By
Matthew Weinberg
May 31, 2019 at 5:00 am ET
We are at the dawn of the fifth generation of wireless technology, and the horizon is seemingly limitless.
5G technological advances will usher in what Professor Klaus Schwab, founder and executive chairman of the World Economic Forum, sees as the Fourth Industrial Revolution. The First Industrial Revolution, which centered on an increase in industrial agricultural production, occurred in the 18th and 19th centuries and catalyzed a shift in labor from farm to factory. Railroads, cars, and telephones, along with advances in production, moved us into the Second Industrial Revolution in the 50 years leading up to World War I. For the last 40 years we have been living through the Third Industrial Revolution, often dubbed the digital age, which saw the advent of computers, the internet — and most recently smart phones.
Like earlier transformations, the Fourth Industrial Revolution should completely change the human experience. Extraordinary technological advances are merging the physical, digital, and biological worlds. Our challenge is to harness the exponential changes taking place in computing, robotics, artificial intelligence, and other fields in the service of humankind to create a better world. 5G technology is essential to this endeavor.
Just 10 years ago, state-of-the-art 4G technology enabled our texting, internet access and video streaming. Today our cars, homes and devices already interact with the physical environment and influence how we shop, travel and communicate. The state of the art has changed and the equipment and technology must keep up. 5G represents both the gateway and the transport to the world we are already building.
Consider this: If you are driving on the highway at 70 mph and spot a potential hazard, you will need about 315 feet to react. This is based on the human reaction time of about 200-300 milliseconds. At 70 mph, a mere 40 feet can make the difference in whether an accident happens. Now imagine roads abundant with autonomous vehicles. For this new transportation environment to be safe, these cars will need to process massive amounts of data and communicate vehicle-to-vehicle with much faster reaction times. This cannot occur without an advancement in communication and connectivity capabilities. This is what 5G enables.
In health care, 5G can open new frontiers in remote surgery, records management, and diagnostics. With integrated networks, clouds, and devices, annual physicals and visits to the doctor’s office may become unnecessary in many cases. Instead, wearable devices and home sensors could provide near-constant monitoring and facilitate timely treatment when necessary.
The virtual and augmented reality experience can be transformed with applications that go beyond gaming and entertainment and revolutionize areas such as education, navigation, manufacturing, workplace training, and medical diagnostics.
These are just a few examples of how 5G stands to positively impact on our lives. This is why I’m excited to lead a new project called “Faces of 5G” that will offer a glimpse of what the 5G future could bring.

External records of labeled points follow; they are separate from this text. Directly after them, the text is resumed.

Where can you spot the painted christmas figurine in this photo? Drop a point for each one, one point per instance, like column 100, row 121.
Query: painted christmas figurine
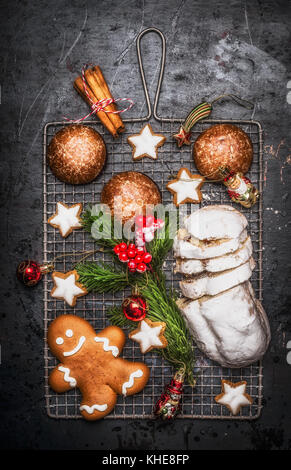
column 169, row 403
column 240, row 189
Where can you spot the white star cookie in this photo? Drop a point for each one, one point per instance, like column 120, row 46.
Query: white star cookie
column 146, row 143
column 186, row 188
column 66, row 287
column 233, row 396
column 149, row 335
column 66, row 218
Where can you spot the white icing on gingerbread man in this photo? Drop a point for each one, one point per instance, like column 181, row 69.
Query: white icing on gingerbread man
column 90, row 361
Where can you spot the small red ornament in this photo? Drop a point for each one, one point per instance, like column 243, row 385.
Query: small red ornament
column 141, row 268
column 147, row 257
column 122, row 246
column 138, row 259
column 116, row 249
column 30, row 272
column 131, row 265
column 134, row 308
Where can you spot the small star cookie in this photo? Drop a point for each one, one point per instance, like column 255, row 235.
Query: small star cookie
column 186, row 187
column 66, row 287
column 66, row 218
column 149, row 335
column 146, row 143
column 233, row 396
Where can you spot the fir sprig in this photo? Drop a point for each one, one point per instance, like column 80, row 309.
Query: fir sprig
column 161, row 245
column 152, row 286
column 162, row 307
column 101, row 278
column 104, row 229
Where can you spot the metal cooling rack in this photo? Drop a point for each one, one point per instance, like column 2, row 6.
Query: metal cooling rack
column 198, row 402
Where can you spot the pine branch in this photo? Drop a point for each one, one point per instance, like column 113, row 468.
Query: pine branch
column 101, row 278
column 104, row 229
column 162, row 307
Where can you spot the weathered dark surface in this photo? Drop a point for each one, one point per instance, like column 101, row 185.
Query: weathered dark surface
column 212, row 47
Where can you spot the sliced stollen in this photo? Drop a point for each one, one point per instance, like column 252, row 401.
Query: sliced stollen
column 186, row 246
column 214, row 283
column 220, row 263
column 231, row 328
column 215, row 222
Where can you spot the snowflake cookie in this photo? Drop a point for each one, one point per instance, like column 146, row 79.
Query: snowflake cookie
column 66, row 218
column 146, row 143
column 233, row 396
column 149, row 335
column 67, row 288
column 186, row 187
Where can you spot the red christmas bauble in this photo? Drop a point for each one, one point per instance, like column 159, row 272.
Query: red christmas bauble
column 29, row 272
column 134, row 308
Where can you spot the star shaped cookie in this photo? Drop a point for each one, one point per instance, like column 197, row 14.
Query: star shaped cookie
column 149, row 335
column 233, row 396
column 66, row 287
column 66, row 218
column 146, row 143
column 186, row 188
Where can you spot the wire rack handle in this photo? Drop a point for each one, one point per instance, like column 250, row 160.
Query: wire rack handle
column 162, row 67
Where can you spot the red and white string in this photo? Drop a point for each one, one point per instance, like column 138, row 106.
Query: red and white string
column 100, row 105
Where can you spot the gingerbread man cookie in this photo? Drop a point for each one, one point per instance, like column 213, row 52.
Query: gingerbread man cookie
column 90, row 362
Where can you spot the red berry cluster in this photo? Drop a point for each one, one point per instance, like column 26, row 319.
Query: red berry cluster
column 145, row 228
column 135, row 257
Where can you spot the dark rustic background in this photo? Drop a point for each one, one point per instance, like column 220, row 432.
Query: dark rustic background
column 213, row 47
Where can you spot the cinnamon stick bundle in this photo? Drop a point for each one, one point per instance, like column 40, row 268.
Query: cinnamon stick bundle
column 98, row 89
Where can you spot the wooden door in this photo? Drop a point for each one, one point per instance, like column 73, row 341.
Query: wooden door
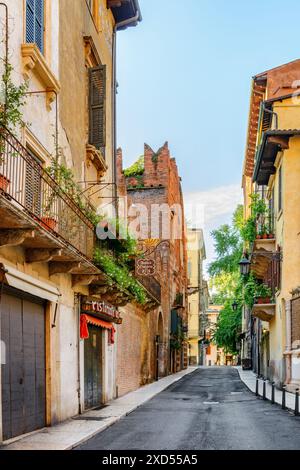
column 23, row 374
column 93, row 368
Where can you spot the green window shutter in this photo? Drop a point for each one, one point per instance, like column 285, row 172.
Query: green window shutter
column 97, row 94
column 35, row 23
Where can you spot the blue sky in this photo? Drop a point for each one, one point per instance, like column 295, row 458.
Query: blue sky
column 184, row 76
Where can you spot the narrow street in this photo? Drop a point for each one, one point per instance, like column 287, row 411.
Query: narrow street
column 209, row 409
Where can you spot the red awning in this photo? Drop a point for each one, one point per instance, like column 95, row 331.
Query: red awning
column 97, row 322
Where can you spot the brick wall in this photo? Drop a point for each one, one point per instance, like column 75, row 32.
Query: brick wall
column 160, row 184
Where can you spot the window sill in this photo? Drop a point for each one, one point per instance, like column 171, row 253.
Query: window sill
column 34, row 61
column 95, row 157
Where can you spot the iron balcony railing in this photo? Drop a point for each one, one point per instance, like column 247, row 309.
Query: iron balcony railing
column 152, row 286
column 27, row 184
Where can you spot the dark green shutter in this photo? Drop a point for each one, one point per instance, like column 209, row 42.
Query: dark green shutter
column 97, row 92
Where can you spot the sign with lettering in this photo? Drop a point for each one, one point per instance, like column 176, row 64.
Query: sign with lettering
column 102, row 308
column 145, row 267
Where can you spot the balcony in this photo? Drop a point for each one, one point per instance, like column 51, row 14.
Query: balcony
column 39, row 216
column 273, row 141
column 264, row 311
column 153, row 288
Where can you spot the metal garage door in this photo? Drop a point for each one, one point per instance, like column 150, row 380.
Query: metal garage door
column 93, row 368
column 23, row 374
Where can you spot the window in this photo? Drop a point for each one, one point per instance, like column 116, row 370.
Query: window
column 35, row 23
column 97, row 91
column 280, row 189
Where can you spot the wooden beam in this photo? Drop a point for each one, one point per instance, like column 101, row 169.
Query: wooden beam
column 115, row 3
column 82, row 279
column 41, row 255
column 13, row 237
column 63, row 267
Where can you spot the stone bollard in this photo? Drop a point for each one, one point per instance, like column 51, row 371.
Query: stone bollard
column 256, row 387
column 264, row 389
column 283, row 406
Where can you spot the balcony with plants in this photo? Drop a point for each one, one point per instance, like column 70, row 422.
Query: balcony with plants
column 43, row 210
column 259, row 234
column 260, row 298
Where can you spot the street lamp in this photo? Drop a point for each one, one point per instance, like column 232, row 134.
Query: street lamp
column 245, row 265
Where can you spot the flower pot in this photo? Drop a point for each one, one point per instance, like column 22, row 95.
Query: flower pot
column 264, row 300
column 49, row 223
column 4, row 183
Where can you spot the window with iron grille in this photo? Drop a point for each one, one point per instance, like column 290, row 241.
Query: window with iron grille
column 97, row 92
column 35, row 23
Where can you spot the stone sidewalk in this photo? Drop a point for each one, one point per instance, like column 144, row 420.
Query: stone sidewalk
column 75, row 431
column 249, row 379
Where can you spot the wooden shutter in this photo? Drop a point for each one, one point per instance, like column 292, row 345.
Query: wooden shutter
column 97, row 92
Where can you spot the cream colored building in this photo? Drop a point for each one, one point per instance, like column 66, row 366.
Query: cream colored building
column 198, row 298
column 66, row 51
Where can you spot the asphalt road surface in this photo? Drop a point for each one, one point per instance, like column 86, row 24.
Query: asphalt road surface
column 208, row 409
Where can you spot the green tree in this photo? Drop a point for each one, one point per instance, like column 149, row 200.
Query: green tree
column 226, row 282
column 228, row 246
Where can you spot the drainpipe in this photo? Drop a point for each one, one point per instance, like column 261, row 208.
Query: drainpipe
column 121, row 24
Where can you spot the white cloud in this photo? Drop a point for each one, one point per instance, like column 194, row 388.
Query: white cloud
column 210, row 209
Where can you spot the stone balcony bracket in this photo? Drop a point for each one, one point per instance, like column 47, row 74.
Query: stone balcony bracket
column 95, row 157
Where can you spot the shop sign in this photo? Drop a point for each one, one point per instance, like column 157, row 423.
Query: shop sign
column 102, row 308
column 145, row 267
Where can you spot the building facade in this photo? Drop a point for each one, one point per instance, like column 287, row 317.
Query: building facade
column 153, row 188
column 60, row 311
column 271, row 173
column 197, row 288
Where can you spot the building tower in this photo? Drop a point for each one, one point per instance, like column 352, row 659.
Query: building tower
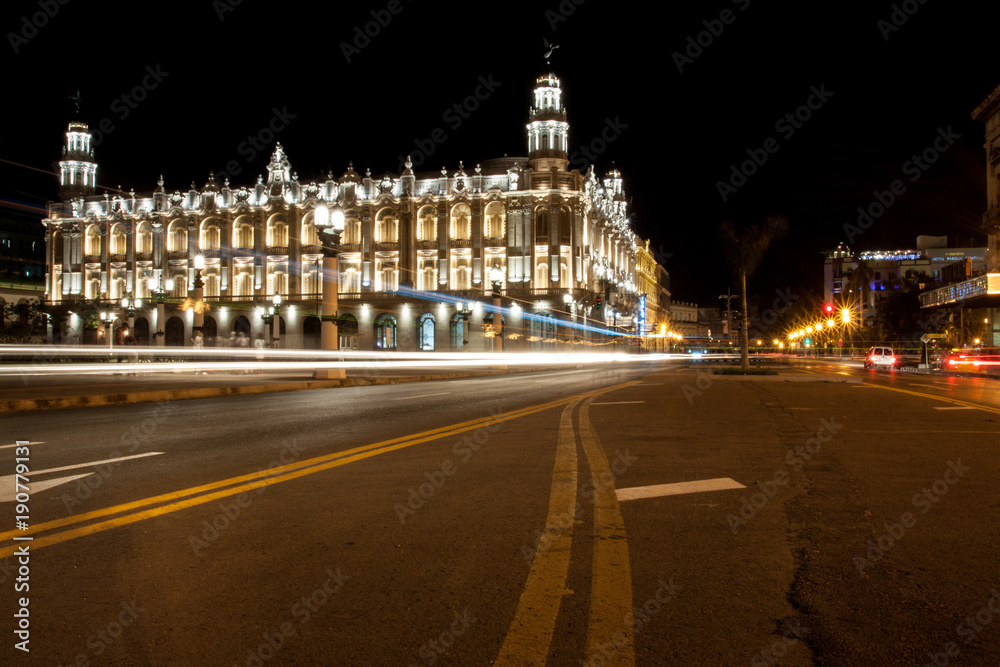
column 548, row 131
column 78, row 170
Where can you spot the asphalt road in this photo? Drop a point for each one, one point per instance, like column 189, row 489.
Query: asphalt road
column 496, row 521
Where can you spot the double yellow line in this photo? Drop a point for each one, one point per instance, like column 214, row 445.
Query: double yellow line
column 88, row 523
column 609, row 633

Faces of 5G will prominently feature perspectives from real people who recognize the potential for 5G and how it could improve what they do and how they do it. To start, we’re featuring stories from diverse organizations such as Boulevard, which seeks to bring the arts to life through virtual, augmented and mixed reality; Street Smarts VR, which provides virtual reality training to police departments; and Silicon Harlem, which is a social venture designed to transform Harlem into a hub for technology and innovation.
These, and the many other initiatives that Faces of 5G will highlight, will demonstrate that 5G is about much more than incremental improvements to our gadgets. It is central to our future. 5G networks will help give rise to products and technologies that will sustain the virtuous cycle of innovation and creativity, ensuring that the United States remains the world leader in technology.
3G and 4G technology helped turn science fiction into daily life in the course of a generation. 5G will help enable us to achieve whatever we can conceive. Let’s watch the future unfold.
Matthew Weinberg, who is leading a newly launched project called Faces of 5G, is a Principal at Max Ventures, an early stage venture capital firm in New York, and previously worked as a political appointee at the U.S. Small Business Administration during the Obama Administration.